After what the two companies termed a successful five-week pilot, Albertsons and Fetch Rewards announced that they will roll out the loyalty/rewards program to more than 2,200 supermarkets under 20 different banners.
Fetch describes itself as “a mobile shopping platform that rewards shoppers for buying the brands they love. The Fetch Rewards app gives users the easiest way to save on everyday purchases by simply scanning their receipt. For our brand partners, the platform allows them to understand a 360 degree view of shopping habits, and to meaningfully reward a customer’s individual loyalty … Since launching in 2017, the Fetch Rewards app has been downloaded nearly 19 million times and has nearly 7 million active users. To date, Fetch has processed nearly a billion receipts and has delivered more than $120 million in points to its shoppers.”

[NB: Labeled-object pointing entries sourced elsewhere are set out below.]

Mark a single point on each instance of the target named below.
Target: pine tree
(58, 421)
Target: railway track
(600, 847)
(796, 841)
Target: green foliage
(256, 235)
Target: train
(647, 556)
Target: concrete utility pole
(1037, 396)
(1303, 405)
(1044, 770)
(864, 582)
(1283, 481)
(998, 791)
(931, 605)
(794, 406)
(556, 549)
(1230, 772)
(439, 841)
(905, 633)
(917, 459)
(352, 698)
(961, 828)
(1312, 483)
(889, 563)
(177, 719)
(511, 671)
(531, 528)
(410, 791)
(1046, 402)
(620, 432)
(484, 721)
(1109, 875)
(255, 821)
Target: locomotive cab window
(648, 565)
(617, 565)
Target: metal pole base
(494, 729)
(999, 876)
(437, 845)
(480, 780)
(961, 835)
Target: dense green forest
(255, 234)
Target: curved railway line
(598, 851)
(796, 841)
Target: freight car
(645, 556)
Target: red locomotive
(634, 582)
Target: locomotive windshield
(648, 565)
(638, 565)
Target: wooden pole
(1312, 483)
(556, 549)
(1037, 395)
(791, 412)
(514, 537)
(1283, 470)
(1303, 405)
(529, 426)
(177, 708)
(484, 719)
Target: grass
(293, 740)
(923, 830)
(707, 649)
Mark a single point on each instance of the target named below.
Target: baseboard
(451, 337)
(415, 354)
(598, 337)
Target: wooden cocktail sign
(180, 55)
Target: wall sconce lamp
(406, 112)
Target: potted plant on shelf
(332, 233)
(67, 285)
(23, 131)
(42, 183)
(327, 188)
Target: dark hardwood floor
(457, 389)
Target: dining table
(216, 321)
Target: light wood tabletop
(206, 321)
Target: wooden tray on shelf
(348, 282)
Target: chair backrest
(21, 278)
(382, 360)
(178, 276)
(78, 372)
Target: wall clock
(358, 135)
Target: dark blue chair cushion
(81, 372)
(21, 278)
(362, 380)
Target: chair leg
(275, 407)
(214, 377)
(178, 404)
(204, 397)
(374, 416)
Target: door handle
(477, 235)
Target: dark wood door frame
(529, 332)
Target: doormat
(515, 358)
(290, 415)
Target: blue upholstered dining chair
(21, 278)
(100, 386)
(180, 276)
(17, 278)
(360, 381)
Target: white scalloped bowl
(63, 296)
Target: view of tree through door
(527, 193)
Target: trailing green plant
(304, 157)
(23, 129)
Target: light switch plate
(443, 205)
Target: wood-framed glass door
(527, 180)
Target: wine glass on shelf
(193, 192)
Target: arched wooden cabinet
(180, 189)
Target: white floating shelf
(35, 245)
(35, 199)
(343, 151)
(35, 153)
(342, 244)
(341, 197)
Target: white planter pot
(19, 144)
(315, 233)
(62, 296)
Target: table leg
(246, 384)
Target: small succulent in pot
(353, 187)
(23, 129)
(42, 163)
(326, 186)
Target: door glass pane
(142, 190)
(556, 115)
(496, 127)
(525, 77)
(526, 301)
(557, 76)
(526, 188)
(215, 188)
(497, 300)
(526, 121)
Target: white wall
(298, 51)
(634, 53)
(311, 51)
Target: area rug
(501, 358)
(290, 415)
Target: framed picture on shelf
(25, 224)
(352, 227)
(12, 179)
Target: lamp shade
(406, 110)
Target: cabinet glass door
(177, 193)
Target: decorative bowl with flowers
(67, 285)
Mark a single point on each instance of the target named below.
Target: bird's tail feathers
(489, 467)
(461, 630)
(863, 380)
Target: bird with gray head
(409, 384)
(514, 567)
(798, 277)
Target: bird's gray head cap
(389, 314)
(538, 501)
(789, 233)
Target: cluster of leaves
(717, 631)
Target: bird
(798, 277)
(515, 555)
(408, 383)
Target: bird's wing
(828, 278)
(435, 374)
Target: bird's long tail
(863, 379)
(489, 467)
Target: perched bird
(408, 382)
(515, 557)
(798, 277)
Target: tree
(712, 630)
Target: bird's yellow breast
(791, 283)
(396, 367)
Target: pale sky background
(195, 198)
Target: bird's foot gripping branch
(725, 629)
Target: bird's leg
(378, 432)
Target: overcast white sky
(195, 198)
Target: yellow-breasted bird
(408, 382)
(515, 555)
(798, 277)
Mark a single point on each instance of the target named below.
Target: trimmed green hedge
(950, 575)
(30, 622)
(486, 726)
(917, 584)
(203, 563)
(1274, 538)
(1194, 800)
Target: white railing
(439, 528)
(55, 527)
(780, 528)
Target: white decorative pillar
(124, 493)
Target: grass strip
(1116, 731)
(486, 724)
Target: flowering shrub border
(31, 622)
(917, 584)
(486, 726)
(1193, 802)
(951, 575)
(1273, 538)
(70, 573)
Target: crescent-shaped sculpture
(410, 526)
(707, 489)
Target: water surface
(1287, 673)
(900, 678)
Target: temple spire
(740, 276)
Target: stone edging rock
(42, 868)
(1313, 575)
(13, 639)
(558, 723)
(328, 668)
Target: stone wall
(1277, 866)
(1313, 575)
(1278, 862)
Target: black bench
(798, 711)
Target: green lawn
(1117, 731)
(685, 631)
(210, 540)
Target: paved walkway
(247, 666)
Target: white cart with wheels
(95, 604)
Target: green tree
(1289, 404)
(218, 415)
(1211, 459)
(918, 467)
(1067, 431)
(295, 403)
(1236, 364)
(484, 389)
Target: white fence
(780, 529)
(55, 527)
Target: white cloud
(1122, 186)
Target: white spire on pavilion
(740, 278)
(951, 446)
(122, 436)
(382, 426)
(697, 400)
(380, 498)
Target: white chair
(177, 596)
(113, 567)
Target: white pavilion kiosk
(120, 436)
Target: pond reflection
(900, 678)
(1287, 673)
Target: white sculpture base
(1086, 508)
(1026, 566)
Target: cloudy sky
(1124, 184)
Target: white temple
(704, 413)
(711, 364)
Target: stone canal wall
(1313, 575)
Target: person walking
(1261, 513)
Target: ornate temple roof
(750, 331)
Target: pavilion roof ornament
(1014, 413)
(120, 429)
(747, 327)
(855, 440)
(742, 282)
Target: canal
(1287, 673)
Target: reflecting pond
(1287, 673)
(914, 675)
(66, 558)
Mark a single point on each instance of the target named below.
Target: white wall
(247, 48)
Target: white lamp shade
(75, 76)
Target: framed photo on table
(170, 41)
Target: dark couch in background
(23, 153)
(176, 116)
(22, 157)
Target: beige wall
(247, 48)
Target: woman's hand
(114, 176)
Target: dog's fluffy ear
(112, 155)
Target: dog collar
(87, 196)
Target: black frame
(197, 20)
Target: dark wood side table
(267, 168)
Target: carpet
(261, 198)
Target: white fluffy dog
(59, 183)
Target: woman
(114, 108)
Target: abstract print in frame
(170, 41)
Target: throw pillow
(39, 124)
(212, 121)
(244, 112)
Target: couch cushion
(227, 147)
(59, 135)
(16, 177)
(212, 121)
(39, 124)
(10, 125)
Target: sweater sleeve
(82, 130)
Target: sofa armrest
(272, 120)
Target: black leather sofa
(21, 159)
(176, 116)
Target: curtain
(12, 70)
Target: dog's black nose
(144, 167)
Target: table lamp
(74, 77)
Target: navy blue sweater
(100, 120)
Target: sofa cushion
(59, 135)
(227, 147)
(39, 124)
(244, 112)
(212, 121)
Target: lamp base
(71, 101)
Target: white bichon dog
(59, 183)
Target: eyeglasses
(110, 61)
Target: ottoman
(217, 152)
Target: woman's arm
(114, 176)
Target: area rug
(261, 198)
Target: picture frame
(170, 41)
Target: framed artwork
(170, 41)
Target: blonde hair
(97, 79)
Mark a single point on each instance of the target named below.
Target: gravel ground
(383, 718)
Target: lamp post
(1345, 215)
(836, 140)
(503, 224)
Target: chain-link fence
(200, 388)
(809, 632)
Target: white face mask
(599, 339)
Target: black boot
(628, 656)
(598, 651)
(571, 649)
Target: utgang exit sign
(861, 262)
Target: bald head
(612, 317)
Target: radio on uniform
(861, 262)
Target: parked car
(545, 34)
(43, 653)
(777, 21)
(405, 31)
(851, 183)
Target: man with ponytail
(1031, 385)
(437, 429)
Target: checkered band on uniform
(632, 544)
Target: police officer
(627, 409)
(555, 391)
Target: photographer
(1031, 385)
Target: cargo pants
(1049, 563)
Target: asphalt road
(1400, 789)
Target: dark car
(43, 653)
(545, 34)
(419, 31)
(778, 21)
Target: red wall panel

Albertsons said that the test “resulted in strong incremental sales from existing shoppers. It also drove a significant number of new and re-engaged users to the stores who were established Fetch Rewards fans.”
“We’re constantly looking at innovative and relevant ways to engage with our customers, and after seeing such strong results, we decided to expand the Fetch Rewards pilot to additional stores,” said Usman Humayun, VP of Digital Marketing for Albertsons Cos., in a prepared statement. “This relationship is a win-win for our company and for our customers who use Fetch to earn rewards on grocery, retail and restaurant purchases.”
I tend to have two priorities when it comes to retailer loyalty programs.
First, it needs to demonstrate that the retailer is loyal to the shopper, not just be a vehicle for discounts that try to “buy” loyalty.
And second, it should reinforce the core retailer value proposition; I like it when a program creates a kind of flywheel, as opposed to have them building value for other brands.
One of my recent favorites was a program developed for Price Chopper by tcc, which allows shoppers to use points to help kids pay off student debt – this just struck me as a big, enormously relevant idea.
It will remain to be seen if the Albertsons-Fetch program meets my priorities. On the other hand, Albertsons may not give a crap about my standards, figuring, what the hell does he know.